“IS Blackpool in the house?” The dreadlocked DJ isn’t making too much sense, but the little girls with the whistles don’t care.
They’re here in their mini party dresses and My First Wonderbras to enjoy every aspect of this trainee Big Night Out. And if it means deafening the teen lads in leopard-skin shirts and mums’n’dads looking after wide-eyed tiny tots, then so be it. There may be a crèche and a bar here, but that stuff’s irrelevant, guy. Tonight is the revenge of High Street Girl. Times 20.
Because, look, up there, on the stage! Four impossibly glamorous High Street Girls in fedoras and pin-stripe trousers are slinking their way through a glitzy Mad Max set — all metal poles and stairs — like the cats from The Lady And The Tramp. And they’re acting out the adulthood the lasses can’t wait for, throwing themselves into a lip-licking bump and grind with their muscled dancers, getting the dancers busy on their knees before them, and grabbing their own breasts with confident glee.

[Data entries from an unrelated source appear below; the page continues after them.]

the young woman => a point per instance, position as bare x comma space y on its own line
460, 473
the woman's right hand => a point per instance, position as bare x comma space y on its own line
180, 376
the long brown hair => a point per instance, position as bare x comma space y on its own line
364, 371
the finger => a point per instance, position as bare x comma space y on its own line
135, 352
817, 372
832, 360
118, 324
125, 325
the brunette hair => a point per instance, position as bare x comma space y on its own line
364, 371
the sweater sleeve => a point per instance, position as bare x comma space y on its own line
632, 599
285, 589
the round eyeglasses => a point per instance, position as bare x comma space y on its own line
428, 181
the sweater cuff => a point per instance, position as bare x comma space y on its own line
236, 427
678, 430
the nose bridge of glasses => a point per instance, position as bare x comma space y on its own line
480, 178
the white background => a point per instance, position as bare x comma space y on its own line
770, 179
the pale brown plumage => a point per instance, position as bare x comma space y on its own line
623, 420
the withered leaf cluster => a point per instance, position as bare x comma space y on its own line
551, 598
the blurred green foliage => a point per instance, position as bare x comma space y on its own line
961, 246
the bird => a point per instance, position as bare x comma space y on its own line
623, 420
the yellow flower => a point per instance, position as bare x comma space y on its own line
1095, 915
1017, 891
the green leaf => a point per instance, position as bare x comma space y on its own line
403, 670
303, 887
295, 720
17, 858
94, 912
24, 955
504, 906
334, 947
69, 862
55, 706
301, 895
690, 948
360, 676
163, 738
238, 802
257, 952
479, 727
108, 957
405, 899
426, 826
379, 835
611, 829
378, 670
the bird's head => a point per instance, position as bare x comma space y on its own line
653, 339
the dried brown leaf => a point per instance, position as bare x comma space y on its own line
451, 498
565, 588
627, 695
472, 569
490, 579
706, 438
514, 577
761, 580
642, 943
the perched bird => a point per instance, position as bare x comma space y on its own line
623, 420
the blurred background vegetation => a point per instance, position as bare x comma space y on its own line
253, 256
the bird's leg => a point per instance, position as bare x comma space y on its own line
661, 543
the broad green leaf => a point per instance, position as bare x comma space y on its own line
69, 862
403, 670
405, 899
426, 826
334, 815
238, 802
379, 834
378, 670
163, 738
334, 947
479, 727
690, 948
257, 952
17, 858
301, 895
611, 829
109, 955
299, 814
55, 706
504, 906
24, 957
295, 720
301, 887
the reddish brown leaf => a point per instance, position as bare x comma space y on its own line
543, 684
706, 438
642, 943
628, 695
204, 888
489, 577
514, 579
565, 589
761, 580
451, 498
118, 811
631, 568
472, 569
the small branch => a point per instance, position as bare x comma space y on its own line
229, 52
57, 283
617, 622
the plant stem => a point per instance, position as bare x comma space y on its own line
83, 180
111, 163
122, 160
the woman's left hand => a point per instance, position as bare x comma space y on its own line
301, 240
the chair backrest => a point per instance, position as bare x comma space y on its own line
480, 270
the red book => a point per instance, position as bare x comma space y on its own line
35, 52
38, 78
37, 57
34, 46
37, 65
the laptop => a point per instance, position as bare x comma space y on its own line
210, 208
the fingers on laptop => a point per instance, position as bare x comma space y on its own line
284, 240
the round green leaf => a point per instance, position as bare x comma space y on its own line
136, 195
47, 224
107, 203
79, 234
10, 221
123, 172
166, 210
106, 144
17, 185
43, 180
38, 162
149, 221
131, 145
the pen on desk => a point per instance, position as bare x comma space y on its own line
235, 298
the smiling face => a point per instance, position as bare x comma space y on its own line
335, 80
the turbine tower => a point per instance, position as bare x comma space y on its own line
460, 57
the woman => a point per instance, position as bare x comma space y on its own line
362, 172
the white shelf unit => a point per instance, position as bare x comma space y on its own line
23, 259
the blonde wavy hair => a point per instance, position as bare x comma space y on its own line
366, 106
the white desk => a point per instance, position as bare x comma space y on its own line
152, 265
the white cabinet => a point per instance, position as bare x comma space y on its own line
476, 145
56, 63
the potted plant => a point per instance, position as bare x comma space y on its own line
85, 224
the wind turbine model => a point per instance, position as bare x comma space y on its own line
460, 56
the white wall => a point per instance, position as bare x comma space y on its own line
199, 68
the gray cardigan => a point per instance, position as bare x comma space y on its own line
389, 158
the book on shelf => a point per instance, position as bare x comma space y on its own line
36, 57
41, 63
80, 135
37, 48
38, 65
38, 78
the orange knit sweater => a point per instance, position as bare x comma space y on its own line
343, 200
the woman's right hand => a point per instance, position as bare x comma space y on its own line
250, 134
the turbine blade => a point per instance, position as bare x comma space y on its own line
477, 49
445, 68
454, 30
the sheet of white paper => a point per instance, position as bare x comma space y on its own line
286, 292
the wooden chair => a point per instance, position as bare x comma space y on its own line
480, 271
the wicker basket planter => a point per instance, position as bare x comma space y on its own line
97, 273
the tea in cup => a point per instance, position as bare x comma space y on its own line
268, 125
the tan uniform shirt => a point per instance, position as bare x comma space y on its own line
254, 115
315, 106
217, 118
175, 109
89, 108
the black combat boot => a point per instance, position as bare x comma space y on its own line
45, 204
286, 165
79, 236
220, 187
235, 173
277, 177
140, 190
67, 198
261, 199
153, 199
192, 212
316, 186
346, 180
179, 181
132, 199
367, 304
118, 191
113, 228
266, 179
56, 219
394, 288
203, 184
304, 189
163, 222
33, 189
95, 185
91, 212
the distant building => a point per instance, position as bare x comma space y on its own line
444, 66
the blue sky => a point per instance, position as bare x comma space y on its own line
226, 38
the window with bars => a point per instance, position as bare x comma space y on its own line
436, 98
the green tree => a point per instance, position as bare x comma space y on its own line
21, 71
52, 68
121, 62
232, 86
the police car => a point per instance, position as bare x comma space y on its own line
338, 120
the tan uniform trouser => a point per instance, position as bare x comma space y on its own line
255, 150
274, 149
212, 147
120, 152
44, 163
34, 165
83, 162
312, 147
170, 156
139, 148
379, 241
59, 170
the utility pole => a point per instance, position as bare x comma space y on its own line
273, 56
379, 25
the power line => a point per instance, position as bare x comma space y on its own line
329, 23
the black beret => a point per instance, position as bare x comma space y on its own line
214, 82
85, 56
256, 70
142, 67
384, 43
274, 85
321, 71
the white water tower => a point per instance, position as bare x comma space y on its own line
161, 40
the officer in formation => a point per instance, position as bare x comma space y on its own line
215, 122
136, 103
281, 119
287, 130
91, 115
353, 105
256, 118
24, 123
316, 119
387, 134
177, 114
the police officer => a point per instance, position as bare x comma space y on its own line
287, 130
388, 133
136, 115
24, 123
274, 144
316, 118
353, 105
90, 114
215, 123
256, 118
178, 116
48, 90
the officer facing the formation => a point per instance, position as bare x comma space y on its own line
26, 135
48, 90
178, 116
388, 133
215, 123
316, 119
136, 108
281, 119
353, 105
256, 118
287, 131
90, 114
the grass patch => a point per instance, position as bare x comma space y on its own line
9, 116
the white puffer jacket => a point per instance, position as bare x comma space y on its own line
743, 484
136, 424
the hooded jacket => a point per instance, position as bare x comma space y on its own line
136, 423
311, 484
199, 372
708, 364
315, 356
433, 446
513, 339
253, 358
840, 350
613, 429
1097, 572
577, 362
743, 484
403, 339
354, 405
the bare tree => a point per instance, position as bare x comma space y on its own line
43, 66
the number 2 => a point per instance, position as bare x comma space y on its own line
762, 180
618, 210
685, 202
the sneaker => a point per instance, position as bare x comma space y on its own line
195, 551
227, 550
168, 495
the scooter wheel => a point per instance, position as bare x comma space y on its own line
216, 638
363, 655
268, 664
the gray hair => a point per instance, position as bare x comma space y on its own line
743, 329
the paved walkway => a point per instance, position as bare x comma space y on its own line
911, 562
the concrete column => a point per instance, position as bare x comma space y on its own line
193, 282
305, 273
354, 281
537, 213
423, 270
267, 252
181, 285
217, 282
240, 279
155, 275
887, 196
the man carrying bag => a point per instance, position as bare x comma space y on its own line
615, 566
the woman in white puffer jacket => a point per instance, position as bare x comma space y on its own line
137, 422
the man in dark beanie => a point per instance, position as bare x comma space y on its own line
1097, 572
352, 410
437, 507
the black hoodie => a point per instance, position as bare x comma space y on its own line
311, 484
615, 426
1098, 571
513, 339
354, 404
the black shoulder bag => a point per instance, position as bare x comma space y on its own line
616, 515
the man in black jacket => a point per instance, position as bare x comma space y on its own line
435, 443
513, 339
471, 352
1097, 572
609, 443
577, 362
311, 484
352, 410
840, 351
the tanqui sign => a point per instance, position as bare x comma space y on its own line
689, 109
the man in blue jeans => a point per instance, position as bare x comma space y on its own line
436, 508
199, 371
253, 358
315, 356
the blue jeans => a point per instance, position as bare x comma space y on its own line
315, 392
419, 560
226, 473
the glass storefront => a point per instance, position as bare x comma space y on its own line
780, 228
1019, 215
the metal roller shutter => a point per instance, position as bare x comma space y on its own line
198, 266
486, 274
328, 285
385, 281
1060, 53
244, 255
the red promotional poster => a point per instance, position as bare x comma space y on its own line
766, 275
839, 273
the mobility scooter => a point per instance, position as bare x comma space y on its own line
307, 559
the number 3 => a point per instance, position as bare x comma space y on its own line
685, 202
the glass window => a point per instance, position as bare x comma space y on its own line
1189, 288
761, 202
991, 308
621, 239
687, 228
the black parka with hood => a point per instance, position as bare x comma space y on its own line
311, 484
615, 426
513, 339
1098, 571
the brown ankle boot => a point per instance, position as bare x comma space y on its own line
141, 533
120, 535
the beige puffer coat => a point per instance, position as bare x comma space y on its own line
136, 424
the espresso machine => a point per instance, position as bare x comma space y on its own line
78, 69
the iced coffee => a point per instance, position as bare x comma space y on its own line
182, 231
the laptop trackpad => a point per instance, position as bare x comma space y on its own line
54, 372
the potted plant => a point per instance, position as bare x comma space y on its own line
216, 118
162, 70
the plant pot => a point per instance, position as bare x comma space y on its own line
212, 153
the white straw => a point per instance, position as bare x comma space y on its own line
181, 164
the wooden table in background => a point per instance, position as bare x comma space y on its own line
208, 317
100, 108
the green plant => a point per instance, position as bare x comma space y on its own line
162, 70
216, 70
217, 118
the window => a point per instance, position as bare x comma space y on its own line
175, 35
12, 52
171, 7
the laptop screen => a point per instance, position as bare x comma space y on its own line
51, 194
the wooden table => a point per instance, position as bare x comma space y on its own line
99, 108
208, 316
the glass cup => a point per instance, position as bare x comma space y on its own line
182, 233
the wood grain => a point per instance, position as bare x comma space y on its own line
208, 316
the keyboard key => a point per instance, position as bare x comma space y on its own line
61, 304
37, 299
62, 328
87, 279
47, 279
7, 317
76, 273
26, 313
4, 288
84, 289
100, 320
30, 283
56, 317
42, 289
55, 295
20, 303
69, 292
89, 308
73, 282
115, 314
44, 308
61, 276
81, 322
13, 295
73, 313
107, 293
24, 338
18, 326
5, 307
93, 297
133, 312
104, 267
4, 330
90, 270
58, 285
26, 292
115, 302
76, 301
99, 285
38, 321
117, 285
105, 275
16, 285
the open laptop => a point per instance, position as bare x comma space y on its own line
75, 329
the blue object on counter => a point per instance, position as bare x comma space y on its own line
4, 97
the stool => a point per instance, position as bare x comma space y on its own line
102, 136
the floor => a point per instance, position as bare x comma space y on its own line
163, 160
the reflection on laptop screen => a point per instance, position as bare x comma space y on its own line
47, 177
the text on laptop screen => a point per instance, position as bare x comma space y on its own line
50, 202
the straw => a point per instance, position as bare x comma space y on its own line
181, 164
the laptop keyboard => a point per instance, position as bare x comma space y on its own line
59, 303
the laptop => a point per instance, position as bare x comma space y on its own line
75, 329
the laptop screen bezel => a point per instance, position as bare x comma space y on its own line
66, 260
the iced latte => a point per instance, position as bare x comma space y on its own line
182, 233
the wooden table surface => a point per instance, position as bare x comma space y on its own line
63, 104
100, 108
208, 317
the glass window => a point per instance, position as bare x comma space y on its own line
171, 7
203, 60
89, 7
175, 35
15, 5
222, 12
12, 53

So, yes, the choreography is amazing, not to mention pointed. As the girls weave in tandem with the guys, there’s a ‘Thriller’ video fluidity that leaves the leaden likes of Steps for dust. And, of course, the fact that Shaznay is getting jiggy with her boyfriend, Christian Storm, adds a little frisson of excitement to the proceedings. Or would do, if All Saints weren’t so endearingly unpopstar-ish, puncturing every moment of cool by laughing at each other or generally arseing about during the songs.
Did someone mention the, like, tunes? A good pop spectacle can get by without any, but, in true High Street Girls fashion, All Saints want credibility and have drafted in the scratch-happy DJ and a huge guitar boy to keep the hits lithe and lively. So ‘Bootie Call’ is brilliantly lascivious, ‘I Know Where It’s At’ is a buzzy celebration, ‘Beg’ shines while the girls tease the dancers with walking canes, and ‘Get Busy’ even goes for a touch of ultra-cool Hendrix funk.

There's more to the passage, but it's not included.